En ligne, Venntel est peu prolixe sur son site Web. De même, Gravy Analytics ne fait aucune mention de Venntel. Les seuls indices permettant de deviner les liens entre les deux entreprises proviennent d’une enquête du législateur américain. Ainsi, la Chambre des Représentants note que Venntel est une filiale de Gravy. Mais pourquoi donc est-ce le “House Committee on Oversight and Reform”, chargé notamment des affaires gouvernementales, qui enquête sur ce data broker ? Tout simplement du fait des contrats passés entre Venntel et des agences fédérales américaines, parmi lesquelles l’IRS mais aussi, je vous le donne en mille, le FBI et le Department of Homeland Security.

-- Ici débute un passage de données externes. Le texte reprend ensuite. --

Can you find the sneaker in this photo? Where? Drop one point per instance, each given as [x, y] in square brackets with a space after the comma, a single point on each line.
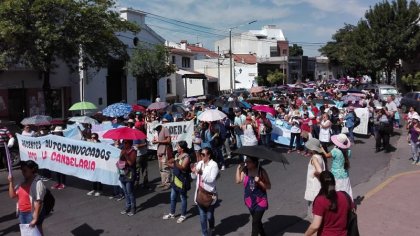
[123, 212]
[121, 197]
[168, 216]
[181, 219]
[55, 186]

Or un article du Wall Street Journal courant 2020, alimentant les investigations des Représentants, dévoile que les données fournies par Venntel sont utilisées par l’ICE et le Customs and Border Protection pour traquer les personnes traversant illégalement la frontière américaine. En fin d’année dernière, un journaliste norvégien, Martin Gundersen, menait sa petite enquête, constatant que Predicio, dont le SDK était installé dans certaines apps utilisées par notre confrère, vendait ses données à Gravy, lequel les partageait avec Venntel, celui-ci revendant ses données et ses solutions d’analyse à ses propres clients. 

Un bout de code

Salaat First a été développé par Hicham Boushaba, un développeur marocain passé par IBM, Huawei et Atos. Celui-ci explique à Motherboard avoir été approché par Predicio en mars 2020, et avoir intégré à son programme le SDK du data broker français. Il précise que leur accord ne portait que sur les données des utilisateurs de l’app en France, au Royaume-Uni, en Allemagne et en Italie. “Lorsque j'ai accepté de collaborer avec Predicio, l'accord et l'idée que j'avais était que les données collectées seraient totalement anonymisées et utilisées pour la personnalisation des publicités et/ou l'amélioration des produits, comme le fait toute autre société de données" explique le développeur, qui précise qu'il reverse les revenus générés à des associations caritatives. 

Saalat First mentionnait, sur son site Web, Predicio. Mais l’application n’affichait pas cette politique de confidentialité ni ne renvoyait vers la page dédiée, y compris lorsqu’elle demandait à l’utilisateur la permission de collecter et partager leurs données de géolocalisation. Hicham Boushaba a néanmoins suspendu son utilisation du SDK en octobre, ce dernier consommant trop de batterie à son goût, et a mis fin à sa collaboration avec Predicio le 6 décembre, après l’article de Martin Gundersen. 

Le flou sur le partage de ces données

Il n’y a aucune preuve que les données de localisation collectées dans Salaat First étaient revendues par Predicio à Venntel et ultimement alimentaient le FBI ou le DHS. Le jeu de données remis à Motherboard ne serait ainsi qu’une petite partie de ce que Predicio a pu collecter auprès de l’application de prière et d’autres. Le data broker français n’a pas répondu aux sollicitations de notre confrère, tandis que Gravy Analytics précise ne pas savoir si les données envoyées par Predicio avaient été collectées via Salaat First. 

En effet, l’entreprise américaine ne demande pas la provenance de ces données puisque ses fournisseurs s’engagent contractuellement à ne fournir que des données légalement collectées. En d’autres termes, il est impossible de savoir pour l’heure si Predicio a partagé avec Gravy des données de Salaat First et si ces informations ont pu être vendues aux autorités américaines par Venntel.